Introduction

Recently, high incidence of metabolic syndrome (MS) has been demonstrated by epidemiological studies in the Chinese elderly population [1]. MS is a group of risk factors, which include hypertension, hyperglycemia, abnormal cholesterol levels, and obesity. A joint statement about MS definition consensus standards was published in 2009 [2]. MS is actually a chronic inflammatory disease [3]. Moreover, risks for patients diagnosed with MS include higher incident and mortality of cardiovascular events and ischemic stroke [4, 5]. Red blood cell distribution width (RDW) is a parameter that reflects the heterogeneity of erythrocyte volume. RDW is an inexpensive, non-invasive and powerful indicator that is associated with inflammation [6]. Several studies have shown that high RDW was associated with MS, but there are still a lot of inconsistencies [7,8,9,10,11,12,13,14,15], such as the correlation between RDW and MS diagnostic criteria and the relationship between RDW and hypertension or obesity. The incidence of MS marker increased after menopause onset in the female population [16]. We hypothesized that high RDW was associated with MS via inflammation. Besides, no previous study has looked through this matter in different gender perspective. Therefore, the purpose of this cross-sectional study was to inspect correlations between RDW and MS and focused on the difference of gender in an elderly population from Tianjin. If approved, it will endorse the potentiality of considering RDW as one predictor of MS.

Subjects and methods

Design

We have been conducting this cross-sectional, community-based health-check research for more than a decade, under collaboration from the departments of Health Management, Ultrasound, and Nuclear Medicine from Tianjin Medical University General Hospital [17,18,19,20,21,22,23,24]. During the period from September 2007 to September 2013, a total of 10,887 eligible subjects (5795 male, 5092 female) who aged over 60 years took part in this community-based health examination program. First, all participants completed a self-report questionnaire and were asked to provide a blood sample, then received an overall heath check. In order to avoid the influence of confounding factors, exclusion criteria were used for the following situations: participants suffering from hematological, infectious or inflammatory disease; participants with liver diseases; participants with previous histories of ischemic heart disease or stroke, treatment with hematological drugs, thromboembolism or immunological diseases; subjects with any diseases or taking any medicine that might affect red blood cell (RBC); pregnancy. (Fig. 1).

Fig. 1
figure 1

Flow chart.
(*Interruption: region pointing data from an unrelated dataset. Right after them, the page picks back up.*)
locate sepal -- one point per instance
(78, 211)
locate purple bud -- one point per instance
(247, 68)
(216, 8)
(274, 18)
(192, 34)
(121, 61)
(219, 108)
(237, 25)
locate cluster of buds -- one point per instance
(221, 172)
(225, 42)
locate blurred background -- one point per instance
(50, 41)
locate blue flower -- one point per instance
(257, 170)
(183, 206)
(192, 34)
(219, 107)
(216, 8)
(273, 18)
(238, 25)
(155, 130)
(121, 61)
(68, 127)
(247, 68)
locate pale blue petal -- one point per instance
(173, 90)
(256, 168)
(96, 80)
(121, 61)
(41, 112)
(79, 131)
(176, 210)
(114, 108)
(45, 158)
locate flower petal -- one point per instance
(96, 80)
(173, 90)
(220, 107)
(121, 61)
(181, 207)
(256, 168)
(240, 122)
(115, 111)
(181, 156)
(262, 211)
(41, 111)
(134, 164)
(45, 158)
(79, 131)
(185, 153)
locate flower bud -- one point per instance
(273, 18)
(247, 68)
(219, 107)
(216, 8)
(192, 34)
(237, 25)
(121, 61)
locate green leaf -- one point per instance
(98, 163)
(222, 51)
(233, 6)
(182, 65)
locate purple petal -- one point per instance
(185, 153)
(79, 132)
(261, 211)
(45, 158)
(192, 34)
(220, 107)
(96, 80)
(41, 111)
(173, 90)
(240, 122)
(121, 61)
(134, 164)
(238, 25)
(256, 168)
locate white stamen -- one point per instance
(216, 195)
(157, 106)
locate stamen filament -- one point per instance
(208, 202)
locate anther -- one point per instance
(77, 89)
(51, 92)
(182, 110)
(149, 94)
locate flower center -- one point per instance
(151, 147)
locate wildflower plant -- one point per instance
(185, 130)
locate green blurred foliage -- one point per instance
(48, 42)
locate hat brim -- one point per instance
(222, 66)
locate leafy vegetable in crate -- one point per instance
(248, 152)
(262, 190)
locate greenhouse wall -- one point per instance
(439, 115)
Was a description of the participant’s experimental process

Ethics

The institutional review board and ethic committee of Tianjin Medical University General Hospital approved the ethical, methodological and protocol aspects of this investigation. We confirm that all methods in the current study were carried out in accordance with the relevant guidelines and regulations. All participants in this research provided their written consents. The ethical approval number was 2011-6-1.

Measurements

Anthropometric measurements and fasting blood tests of every participant were performed during the participants’ visits to our institution. The time between blood sampling and RDW measurement was controlled within three hours. Body height (BH) and body weight (BW) were measured in centimeters and kilograms. Body mass index (BMI) was calculated by dividing BW (kilograms) by the square of BH (meters2). Blood pressure was measured by using a sphygmomanometer. High density lipoprotein (HDL), low density lipoprotein (LDL), total cholesterol (TC), triglycerides (TG), triglycerides (FG), blood urea nitrogen (BUN) and total bilirubin (TBIL) were measured by an auto-analyzer (Hitachi Corporation, Tokyo, Japan); C-reactive protein (CRP) were measured by an analyzer (Hebai Diagnostics, Shijiazhuang, China); erythrocyte sedimentation rate (ESR) by Westergren method (Fabraeus, Sweden); mean corpuscular volume (MCV), mean corpuscular hemoglobin (MCH), mean corpuscular hemoglobin concentration (MCHC), RBC, hemoglobin (HB) and RDW by a hemocytometer analyzer (Sysmex Corporation, Kobe, Japan).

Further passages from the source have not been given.